De nos sursauts

La semaine dernière, j’avais l’intention de consacrer ma chronique aux réfugiés syriens. Je voulais profiter de cette tribune pour crier haut et fort à quel point mon cœur saignait de voir tant de souffrance. Je voulais participer au concert de témoignages d’indignation et de tristesse, parce que partager, ça soulage un peu. Mais le journal était en congé. J’ai dû attendre, y penser un peu plus avant d’écrire. Et c’est tant mieux.

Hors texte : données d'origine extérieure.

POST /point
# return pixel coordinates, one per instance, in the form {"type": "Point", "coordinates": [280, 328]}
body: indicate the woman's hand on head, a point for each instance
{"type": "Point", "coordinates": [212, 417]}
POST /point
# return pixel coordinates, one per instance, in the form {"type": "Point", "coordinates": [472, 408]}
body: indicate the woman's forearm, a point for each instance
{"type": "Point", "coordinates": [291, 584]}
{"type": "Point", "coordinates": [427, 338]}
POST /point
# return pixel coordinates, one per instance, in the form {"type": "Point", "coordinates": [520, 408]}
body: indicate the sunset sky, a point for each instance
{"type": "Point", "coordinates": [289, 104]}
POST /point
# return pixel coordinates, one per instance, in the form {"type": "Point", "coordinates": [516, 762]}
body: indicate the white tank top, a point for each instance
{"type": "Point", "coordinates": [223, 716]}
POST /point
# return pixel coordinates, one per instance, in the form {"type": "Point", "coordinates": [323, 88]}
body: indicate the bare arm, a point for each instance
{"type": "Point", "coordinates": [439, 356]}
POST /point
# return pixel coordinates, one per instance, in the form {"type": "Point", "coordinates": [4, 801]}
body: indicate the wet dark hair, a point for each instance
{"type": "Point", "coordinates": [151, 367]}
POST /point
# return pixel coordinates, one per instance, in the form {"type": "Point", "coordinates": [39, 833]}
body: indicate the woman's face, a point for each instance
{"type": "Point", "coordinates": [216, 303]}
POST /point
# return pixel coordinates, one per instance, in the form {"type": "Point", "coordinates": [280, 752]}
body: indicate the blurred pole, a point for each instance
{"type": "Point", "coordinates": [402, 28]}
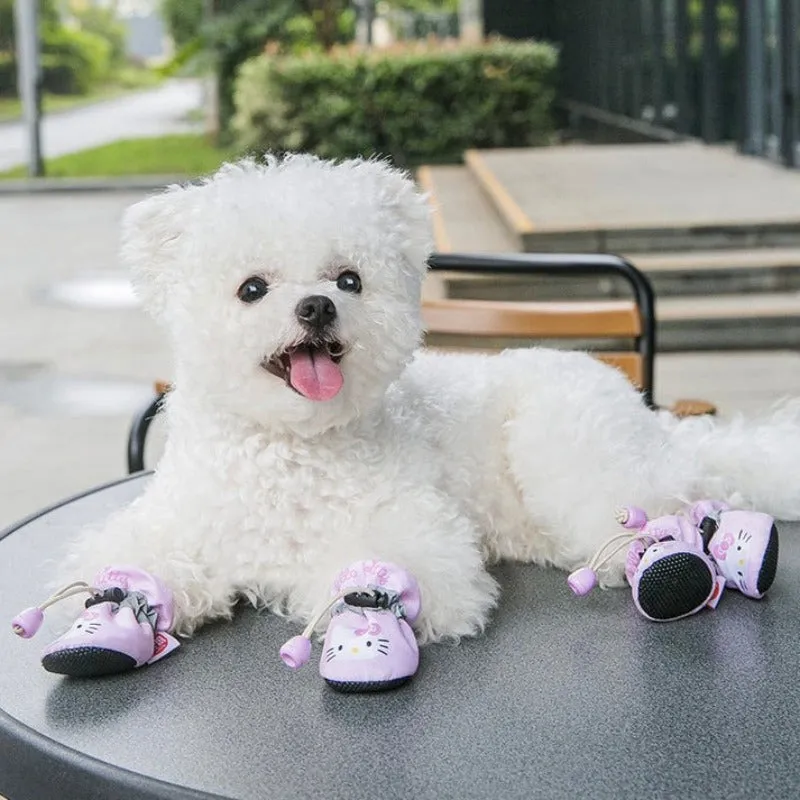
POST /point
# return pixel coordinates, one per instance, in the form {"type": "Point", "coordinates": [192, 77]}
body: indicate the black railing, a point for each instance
{"type": "Point", "coordinates": [716, 70]}
{"type": "Point", "coordinates": [577, 265]}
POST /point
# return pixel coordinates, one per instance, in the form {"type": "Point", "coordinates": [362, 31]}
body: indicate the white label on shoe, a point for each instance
{"type": "Point", "coordinates": [165, 644]}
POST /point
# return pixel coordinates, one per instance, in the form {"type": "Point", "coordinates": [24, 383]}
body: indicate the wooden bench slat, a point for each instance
{"type": "Point", "coordinates": [570, 320]}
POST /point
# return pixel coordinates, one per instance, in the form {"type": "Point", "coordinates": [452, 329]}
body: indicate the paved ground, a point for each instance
{"type": "Point", "coordinates": [591, 187]}
{"type": "Point", "coordinates": [71, 378]}
{"type": "Point", "coordinates": [148, 113]}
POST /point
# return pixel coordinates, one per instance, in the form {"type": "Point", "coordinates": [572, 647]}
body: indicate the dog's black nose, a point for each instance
{"type": "Point", "coordinates": [316, 311]}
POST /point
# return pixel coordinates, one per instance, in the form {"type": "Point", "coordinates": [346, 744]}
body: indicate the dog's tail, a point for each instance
{"type": "Point", "coordinates": [751, 462]}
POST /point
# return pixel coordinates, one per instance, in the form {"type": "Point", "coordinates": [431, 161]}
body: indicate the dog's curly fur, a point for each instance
{"type": "Point", "coordinates": [440, 463]}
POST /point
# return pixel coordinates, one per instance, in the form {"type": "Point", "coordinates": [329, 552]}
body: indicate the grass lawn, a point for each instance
{"type": "Point", "coordinates": [190, 155]}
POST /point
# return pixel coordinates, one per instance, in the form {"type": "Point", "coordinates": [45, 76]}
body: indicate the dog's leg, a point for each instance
{"type": "Point", "coordinates": [164, 539]}
{"type": "Point", "coordinates": [578, 448]}
{"type": "Point", "coordinates": [424, 533]}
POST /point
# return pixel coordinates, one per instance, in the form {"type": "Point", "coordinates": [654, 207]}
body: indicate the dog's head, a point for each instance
{"type": "Point", "coordinates": [290, 288]}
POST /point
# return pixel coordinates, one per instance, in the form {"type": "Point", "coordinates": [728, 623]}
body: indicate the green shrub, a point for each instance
{"type": "Point", "coordinates": [104, 23]}
{"type": "Point", "coordinates": [412, 103]}
{"type": "Point", "coordinates": [74, 58]}
{"type": "Point", "coordinates": [8, 75]}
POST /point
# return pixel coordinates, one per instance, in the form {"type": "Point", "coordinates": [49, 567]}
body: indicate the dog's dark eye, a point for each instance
{"type": "Point", "coordinates": [252, 289]}
{"type": "Point", "coordinates": [349, 282]}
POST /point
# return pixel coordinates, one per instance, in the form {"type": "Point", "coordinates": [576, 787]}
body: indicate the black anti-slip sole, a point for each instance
{"type": "Point", "coordinates": [87, 662]}
{"type": "Point", "coordinates": [675, 586]}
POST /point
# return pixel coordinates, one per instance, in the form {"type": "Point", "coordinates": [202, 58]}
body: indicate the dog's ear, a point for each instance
{"type": "Point", "coordinates": [409, 212]}
{"type": "Point", "coordinates": [152, 232]}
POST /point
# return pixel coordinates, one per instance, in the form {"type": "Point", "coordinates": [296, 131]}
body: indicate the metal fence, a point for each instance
{"type": "Point", "coordinates": [719, 70]}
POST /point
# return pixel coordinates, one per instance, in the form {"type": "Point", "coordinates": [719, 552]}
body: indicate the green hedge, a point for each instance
{"type": "Point", "coordinates": [415, 103]}
{"type": "Point", "coordinates": [76, 60]}
{"type": "Point", "coordinates": [8, 75]}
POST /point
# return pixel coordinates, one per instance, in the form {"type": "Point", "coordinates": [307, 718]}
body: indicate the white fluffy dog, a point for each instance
{"type": "Point", "coordinates": [305, 431]}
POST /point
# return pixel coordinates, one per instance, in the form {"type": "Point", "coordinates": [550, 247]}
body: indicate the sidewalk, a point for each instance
{"type": "Point", "coordinates": [70, 378]}
{"type": "Point", "coordinates": [153, 112]}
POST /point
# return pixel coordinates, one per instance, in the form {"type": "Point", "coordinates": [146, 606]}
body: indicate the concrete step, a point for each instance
{"type": "Point", "coordinates": [735, 322]}
{"type": "Point", "coordinates": [639, 198]}
{"type": "Point", "coordinates": [465, 220]}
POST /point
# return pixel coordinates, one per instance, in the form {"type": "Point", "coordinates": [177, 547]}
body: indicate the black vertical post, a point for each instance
{"type": "Point", "coordinates": [711, 101]}
{"type": "Point", "coordinates": [617, 48]}
{"type": "Point", "coordinates": [753, 77]}
{"type": "Point", "coordinates": [601, 41]}
{"type": "Point", "coordinates": [657, 51]}
{"type": "Point", "coordinates": [636, 59]}
{"type": "Point", "coordinates": [789, 80]}
{"type": "Point", "coordinates": [683, 94]}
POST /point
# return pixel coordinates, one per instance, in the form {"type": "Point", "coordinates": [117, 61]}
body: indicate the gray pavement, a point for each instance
{"type": "Point", "coordinates": [70, 378]}
{"type": "Point", "coordinates": [154, 112]}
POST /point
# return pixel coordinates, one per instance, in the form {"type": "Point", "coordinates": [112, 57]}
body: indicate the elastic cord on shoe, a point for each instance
{"type": "Point", "coordinates": [600, 558]}
{"type": "Point", "coordinates": [296, 652]}
{"type": "Point", "coordinates": [309, 629]}
{"type": "Point", "coordinates": [27, 623]}
{"type": "Point", "coordinates": [79, 587]}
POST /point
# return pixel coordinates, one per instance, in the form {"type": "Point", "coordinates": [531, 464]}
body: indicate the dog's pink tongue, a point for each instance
{"type": "Point", "coordinates": [314, 374]}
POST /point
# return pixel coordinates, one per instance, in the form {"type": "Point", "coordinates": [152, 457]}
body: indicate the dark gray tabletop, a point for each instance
{"type": "Point", "coordinates": [561, 698]}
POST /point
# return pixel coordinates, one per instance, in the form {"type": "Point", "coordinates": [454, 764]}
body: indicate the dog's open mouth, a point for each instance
{"type": "Point", "coordinates": [311, 369]}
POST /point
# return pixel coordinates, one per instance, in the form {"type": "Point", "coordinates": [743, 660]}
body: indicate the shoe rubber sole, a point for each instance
{"type": "Point", "coordinates": [351, 687]}
{"type": "Point", "coordinates": [675, 586]}
{"type": "Point", "coordinates": [87, 662]}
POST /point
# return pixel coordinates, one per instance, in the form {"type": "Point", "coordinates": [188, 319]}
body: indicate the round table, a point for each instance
{"type": "Point", "coordinates": [560, 698]}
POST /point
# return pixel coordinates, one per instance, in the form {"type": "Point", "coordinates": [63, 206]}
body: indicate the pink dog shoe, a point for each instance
{"type": "Point", "coordinates": [744, 546]}
{"type": "Point", "coordinates": [123, 627]}
{"type": "Point", "coordinates": [369, 645]}
{"type": "Point", "coordinates": [666, 567]}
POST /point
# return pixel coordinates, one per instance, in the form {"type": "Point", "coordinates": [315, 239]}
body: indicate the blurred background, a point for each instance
{"type": "Point", "coordinates": [664, 130]}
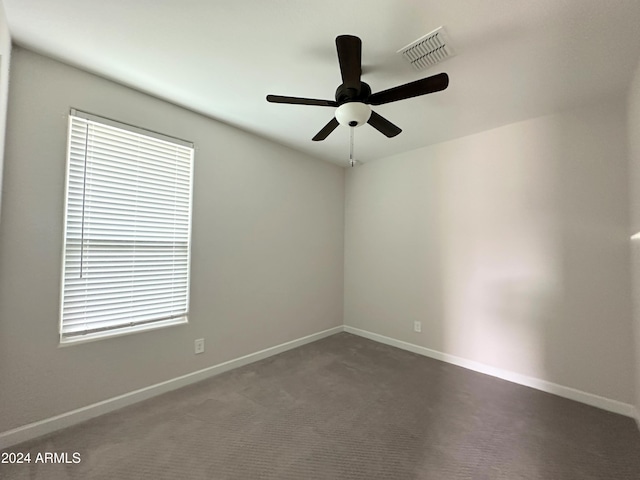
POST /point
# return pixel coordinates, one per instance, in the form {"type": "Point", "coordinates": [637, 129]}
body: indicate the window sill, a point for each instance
{"type": "Point", "coordinates": [93, 337]}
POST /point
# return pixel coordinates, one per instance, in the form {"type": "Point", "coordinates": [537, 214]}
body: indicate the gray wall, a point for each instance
{"type": "Point", "coordinates": [510, 246]}
{"type": "Point", "coordinates": [634, 161]}
{"type": "Point", "coordinates": [267, 255]}
{"type": "Point", "coordinates": [5, 56]}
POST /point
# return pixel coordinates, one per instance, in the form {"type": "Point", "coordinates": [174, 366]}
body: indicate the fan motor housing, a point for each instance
{"type": "Point", "coordinates": [344, 94]}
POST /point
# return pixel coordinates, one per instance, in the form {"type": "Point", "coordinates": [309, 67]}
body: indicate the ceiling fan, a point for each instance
{"type": "Point", "coordinates": [354, 96]}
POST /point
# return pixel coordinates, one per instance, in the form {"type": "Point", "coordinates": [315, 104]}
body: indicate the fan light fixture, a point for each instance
{"type": "Point", "coordinates": [353, 114]}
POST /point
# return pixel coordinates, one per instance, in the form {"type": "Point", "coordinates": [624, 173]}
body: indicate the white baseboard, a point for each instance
{"type": "Point", "coordinates": [543, 385]}
{"type": "Point", "coordinates": [43, 427]}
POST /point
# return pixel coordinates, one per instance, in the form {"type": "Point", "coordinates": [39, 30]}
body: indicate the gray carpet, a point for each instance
{"type": "Point", "coordinates": [346, 408]}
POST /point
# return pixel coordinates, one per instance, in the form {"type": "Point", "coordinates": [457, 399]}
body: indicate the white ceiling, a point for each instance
{"type": "Point", "coordinates": [515, 59]}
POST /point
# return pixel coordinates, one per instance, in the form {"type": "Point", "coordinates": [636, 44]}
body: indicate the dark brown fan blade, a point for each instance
{"type": "Point", "coordinates": [408, 90]}
{"type": "Point", "coordinates": [383, 125]}
{"type": "Point", "coordinates": [350, 58]}
{"type": "Point", "coordinates": [326, 130]}
{"type": "Point", "coordinates": [300, 101]}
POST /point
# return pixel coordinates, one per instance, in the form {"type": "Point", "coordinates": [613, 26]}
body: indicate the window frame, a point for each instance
{"type": "Point", "coordinates": [143, 326]}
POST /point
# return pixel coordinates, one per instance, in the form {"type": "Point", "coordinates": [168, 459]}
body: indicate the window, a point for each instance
{"type": "Point", "coordinates": [127, 232]}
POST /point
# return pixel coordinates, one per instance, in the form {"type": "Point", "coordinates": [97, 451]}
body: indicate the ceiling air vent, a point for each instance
{"type": "Point", "coordinates": [429, 50]}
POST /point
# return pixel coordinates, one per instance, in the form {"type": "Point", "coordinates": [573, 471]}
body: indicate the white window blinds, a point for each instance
{"type": "Point", "coordinates": [127, 230]}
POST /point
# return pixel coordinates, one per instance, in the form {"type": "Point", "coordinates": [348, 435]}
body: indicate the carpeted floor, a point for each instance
{"type": "Point", "coordinates": [346, 408]}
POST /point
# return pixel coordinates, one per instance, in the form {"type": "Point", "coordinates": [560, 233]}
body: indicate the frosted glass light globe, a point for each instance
{"type": "Point", "coordinates": [353, 114]}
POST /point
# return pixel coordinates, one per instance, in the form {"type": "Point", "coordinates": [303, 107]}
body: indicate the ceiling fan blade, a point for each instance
{"type": "Point", "coordinates": [301, 101]}
{"type": "Point", "coordinates": [383, 125]}
{"type": "Point", "coordinates": [350, 58]}
{"type": "Point", "coordinates": [424, 86]}
{"type": "Point", "coordinates": [326, 130]}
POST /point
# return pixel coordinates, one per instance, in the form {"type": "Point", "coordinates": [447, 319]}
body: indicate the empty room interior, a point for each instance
{"type": "Point", "coordinates": [384, 239]}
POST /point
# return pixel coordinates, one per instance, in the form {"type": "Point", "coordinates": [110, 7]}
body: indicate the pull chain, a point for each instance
{"type": "Point", "coordinates": [352, 160]}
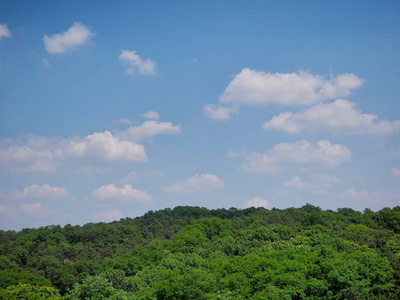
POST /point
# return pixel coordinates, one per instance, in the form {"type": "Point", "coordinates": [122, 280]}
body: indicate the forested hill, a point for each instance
{"type": "Point", "coordinates": [196, 253]}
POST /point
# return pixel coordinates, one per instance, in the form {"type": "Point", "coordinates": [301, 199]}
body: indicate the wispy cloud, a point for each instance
{"type": "Point", "coordinates": [153, 115]}
{"type": "Point", "coordinates": [251, 87]}
{"type": "Point", "coordinates": [125, 194]}
{"type": "Point", "coordinates": [197, 183]}
{"type": "Point", "coordinates": [134, 63]}
{"type": "Point", "coordinates": [339, 115]}
{"type": "Point", "coordinates": [77, 35]}
{"type": "Point", "coordinates": [321, 154]}
{"type": "Point", "coordinates": [256, 202]}
{"type": "Point", "coordinates": [220, 113]}
{"type": "Point", "coordinates": [108, 215]}
{"type": "Point", "coordinates": [4, 31]}
{"type": "Point", "coordinates": [148, 130]}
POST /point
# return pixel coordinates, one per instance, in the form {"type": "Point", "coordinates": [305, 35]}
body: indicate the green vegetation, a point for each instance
{"type": "Point", "coordinates": [196, 253]}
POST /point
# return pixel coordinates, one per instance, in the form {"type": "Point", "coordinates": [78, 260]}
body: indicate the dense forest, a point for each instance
{"type": "Point", "coordinates": [197, 253]}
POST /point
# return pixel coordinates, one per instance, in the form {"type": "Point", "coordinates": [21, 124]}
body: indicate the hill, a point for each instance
{"type": "Point", "coordinates": [197, 253]}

Au début, j’étais fâchée de voir les premières photos qui circulaient sur les réseaux sociaux. Cela me semblait du voyeurisme indécent devant la mort. Et puis j’ai compris, comme bien des gens, le pouvoir de l’image : une seule photo a suscité une vague mondiale de compassion pour ces humains fuyant la guerre et la misère. L’opinion publique s’est emballée, forçant les dirigeants des pays du Nord à prendre position. L’image a aussi donné à des milliers d’individus et de communautés l’impulsion pour agir concrètement afin d’aider des familles dans la détresse. La publication des images avait, finalement, été bénéfique. Mais mon malaise ne s’est pas dissipé…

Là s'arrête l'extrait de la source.